While one would typically use the same integration for both designing experimental workflows and capturing experimental data, it is not strictly necessary. It is entirely feasible to have one software for workflow design (such as Riffyn Nexus), and another for data capture (such as an AWS S3 bucket). This however, means that data might not be able to flow from one step to the next, making it harder to build cohesive workflows.

You can also use your own custom software for the access layer, as long as it exposes an API that can be used by the routing layer. See below for more details.

Routing Layer

The routing layer is responsible for moving data to the right places within the system, and is further broken down into the control plane and data plane.

The control plane is responsible for watching for specific events from integrations in the access layer and generating protocol triggers based on those events. An example of an event is a user initiating an experiment in the Riffyn Nexus UI. These triggers are then sent to downstream services in the service layer via a publish-subscribe mechanism, where Redis is used as the message queue in this architecture. Downstream services subscribed to Redis will then receive the protocol trigger and be able to respond accordingly. To watch for events in the access layer, a plugin that integrates with the desired API needs to be provided to the service.control-tower. It is up to the plugin to handle how events are watched - through long polling, webhooks, etc.

The data plane is responsible for forwarding data from the service layer back up to the access layer. Services in the service layer that need to export data can send them to the service.data-gateway via a HTTP request, which will then forward them to upstream destinations through its plugins. Similar to above, these plugins need to integrate with the API of the desired destination in the access layer.

Service Layer

The service layer consists of the services that integrate with downstream automation targets in the device layer. These services are subscribed to the message queue and are responsible for responding accordingly to protocol triggers for protocols that they implement.

Essentially, these services are responsible for executing protocols propagated from upstream by controlling the underlying device, either through APIs, files systems, hardware, etc. These services also respect the protocol spec to customise the execution of protocols.

Additionally, the service layer also contains auxiliary services that are internally depended upon by other services. This is usually in the form of databases, caches, etc. In the current architecture, Redis is being used a cache by several services.

Device Layer

The device layer consists of the automation targets to be integrated into the lab automation system via service layer integrations. These devices are the "workers" that carry out the actual execution of protocols in a workflow, such as liquid handling robots, plate readers, microcontrollers, etc.
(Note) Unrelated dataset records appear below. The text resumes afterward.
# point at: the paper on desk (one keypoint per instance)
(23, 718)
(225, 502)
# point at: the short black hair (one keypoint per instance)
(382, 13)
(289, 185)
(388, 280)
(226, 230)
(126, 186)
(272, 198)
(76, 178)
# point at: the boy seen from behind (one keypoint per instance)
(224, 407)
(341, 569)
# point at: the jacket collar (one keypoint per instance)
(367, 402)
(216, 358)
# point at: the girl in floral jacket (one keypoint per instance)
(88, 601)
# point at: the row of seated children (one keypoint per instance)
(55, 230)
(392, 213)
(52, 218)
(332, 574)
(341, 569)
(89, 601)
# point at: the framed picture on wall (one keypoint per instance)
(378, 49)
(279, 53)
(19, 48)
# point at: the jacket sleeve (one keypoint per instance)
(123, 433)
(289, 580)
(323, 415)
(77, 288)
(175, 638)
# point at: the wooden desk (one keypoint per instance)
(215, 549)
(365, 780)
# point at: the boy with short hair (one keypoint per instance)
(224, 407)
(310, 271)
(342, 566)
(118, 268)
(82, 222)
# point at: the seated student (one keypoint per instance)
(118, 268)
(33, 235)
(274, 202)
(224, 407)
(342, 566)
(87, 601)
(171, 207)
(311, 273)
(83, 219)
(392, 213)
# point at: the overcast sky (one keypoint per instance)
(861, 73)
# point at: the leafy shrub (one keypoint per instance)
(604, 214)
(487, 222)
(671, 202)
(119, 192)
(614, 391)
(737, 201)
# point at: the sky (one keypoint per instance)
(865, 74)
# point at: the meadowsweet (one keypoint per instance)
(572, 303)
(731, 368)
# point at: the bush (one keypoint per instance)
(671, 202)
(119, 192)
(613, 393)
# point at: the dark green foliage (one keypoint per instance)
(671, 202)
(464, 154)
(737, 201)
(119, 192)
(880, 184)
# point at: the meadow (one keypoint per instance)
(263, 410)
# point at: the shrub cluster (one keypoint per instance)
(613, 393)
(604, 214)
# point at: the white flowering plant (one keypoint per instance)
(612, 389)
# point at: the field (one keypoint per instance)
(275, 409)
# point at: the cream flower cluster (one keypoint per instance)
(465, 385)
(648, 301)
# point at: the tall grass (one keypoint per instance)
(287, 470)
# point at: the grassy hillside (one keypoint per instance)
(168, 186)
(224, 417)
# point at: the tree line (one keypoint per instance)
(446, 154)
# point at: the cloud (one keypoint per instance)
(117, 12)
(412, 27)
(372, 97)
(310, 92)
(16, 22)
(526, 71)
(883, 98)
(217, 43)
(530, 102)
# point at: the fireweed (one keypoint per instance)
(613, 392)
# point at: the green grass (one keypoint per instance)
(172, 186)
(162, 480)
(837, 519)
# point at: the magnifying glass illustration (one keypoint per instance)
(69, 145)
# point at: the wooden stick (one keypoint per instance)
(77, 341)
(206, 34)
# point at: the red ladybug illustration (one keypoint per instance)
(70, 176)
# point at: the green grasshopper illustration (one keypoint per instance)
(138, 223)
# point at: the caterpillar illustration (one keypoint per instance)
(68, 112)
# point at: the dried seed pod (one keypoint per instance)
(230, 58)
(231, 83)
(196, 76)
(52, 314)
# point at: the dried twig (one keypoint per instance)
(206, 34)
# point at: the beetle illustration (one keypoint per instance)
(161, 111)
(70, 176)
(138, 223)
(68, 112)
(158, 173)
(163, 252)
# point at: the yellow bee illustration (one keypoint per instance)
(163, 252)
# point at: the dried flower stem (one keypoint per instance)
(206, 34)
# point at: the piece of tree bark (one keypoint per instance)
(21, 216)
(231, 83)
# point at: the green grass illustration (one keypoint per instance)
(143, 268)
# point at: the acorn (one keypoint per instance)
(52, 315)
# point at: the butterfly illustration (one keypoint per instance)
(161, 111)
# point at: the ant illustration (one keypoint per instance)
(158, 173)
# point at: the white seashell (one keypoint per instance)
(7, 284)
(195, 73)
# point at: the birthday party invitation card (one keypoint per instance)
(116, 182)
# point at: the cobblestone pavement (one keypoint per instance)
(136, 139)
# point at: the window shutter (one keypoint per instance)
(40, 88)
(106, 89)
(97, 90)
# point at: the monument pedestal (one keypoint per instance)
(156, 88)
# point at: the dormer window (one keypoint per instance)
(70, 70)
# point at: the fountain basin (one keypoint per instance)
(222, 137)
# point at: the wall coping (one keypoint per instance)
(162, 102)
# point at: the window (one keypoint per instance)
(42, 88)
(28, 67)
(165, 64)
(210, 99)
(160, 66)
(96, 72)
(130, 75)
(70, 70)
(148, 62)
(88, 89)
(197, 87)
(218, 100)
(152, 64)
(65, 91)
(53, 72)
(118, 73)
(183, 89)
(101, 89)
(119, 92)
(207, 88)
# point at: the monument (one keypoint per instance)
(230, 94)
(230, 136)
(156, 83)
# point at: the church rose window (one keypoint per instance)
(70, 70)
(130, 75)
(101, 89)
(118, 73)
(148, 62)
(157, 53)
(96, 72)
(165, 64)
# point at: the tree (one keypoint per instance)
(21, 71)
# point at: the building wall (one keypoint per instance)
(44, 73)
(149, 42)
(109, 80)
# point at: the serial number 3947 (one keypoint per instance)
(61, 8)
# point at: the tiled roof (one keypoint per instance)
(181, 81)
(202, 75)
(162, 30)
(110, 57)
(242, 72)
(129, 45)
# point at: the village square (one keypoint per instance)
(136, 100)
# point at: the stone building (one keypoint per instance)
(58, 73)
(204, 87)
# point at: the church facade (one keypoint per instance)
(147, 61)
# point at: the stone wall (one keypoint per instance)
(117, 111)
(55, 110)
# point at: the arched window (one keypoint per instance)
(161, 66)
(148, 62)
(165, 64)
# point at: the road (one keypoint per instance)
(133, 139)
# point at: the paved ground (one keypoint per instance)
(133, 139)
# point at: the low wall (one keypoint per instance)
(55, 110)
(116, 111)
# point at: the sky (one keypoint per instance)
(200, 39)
Contrary to its name, a "device" doesn't strictly refer to physical hardware. The term is used to encompass software, firmware as well as hardware. In fact, most devices used with the lab automation system have some of each aspect (ie. software that controls some hardware).

Core and Edge Services

Core services are services that can run anywhere in the cloud or on-premise servers as they do not rely on any local or physical integrations. These services can be deployed together using the Docker Compose setup covered in the Getting Started guide.

Edge services on the other hand, are those that typically require access to physical hardware, a local API or file system, and are thus required to be run peripherally on their respective machines alongside the device they are interfaced with.